196 research outputs found
HSV-replication defective based vector as vaccines against Rotavirus infections
Background: Rotaviruses (RVs) are the most important cause of acute gastroenteritis in humans and animals. These viruses cause diarrheal disease primarily in the young, but infection and disease in older children and adults can occur, resulting in more than 600 000 deaths per annum, mainly in developing countries.

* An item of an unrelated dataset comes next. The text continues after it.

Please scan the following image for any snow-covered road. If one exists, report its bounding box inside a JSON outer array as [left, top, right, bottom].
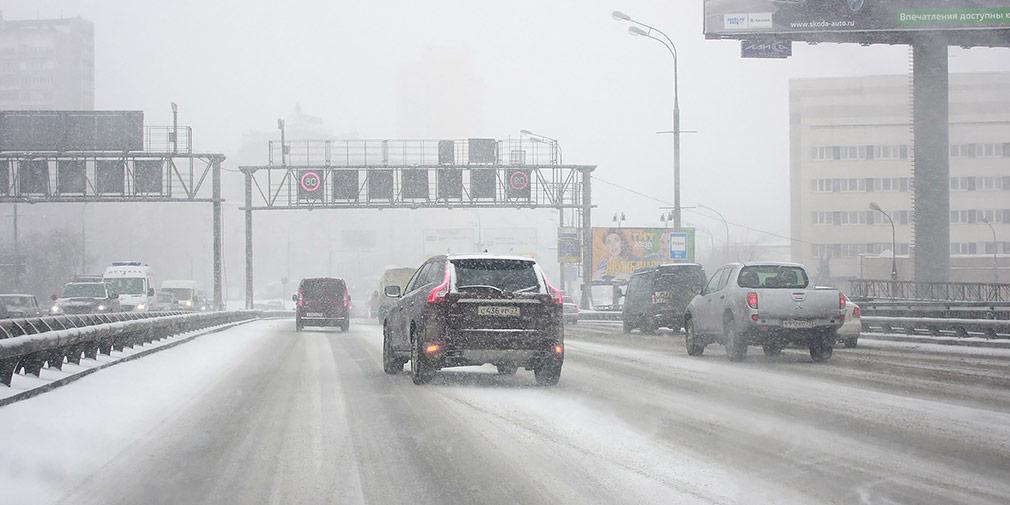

RV particle is nonenveloped, with the viral genome of 11 segments of double-stranded RNA surrounded by three concentric protein layers: the outer layer is composed of VP (Viral Protein) 7 and VP4, the intermediate layer is formed by VP6, and the innermost layer is composed by VP2.
Studies of natural infection in children indicated that primary infections can protect against severe disease upon secondary infection. For these reasons the most frequent approach to Rotavirus vaccine design was based on the use of attenuated animal or human Rotavirus strains, orally delivered to mimic natural infection. However, several major drawbacks have affected the development and application of these live Rotavirus-based oral vaccines, including the withdrawal from market of one of these vaccines because of adverse effects (gut intussusception). Moreover Rotaviruses are constantly and rapidly evolving, due both to their segmented genomes and to the fact that their genes can reassort between strains coinfecting a same host, and this fact is an important threat to the rational of using live attenuated Rotavirus strains as vaccines, both because these strains can revert to more virulent phenotypes and because these vaccine strains are being released to the nature in the faeces of the inoculated person, raising a considerable ecological concern. It is therefore critical to develop alternatives to this classical approach, both to generate a deeper understanding and to explore the potential of novel vaccination strategies.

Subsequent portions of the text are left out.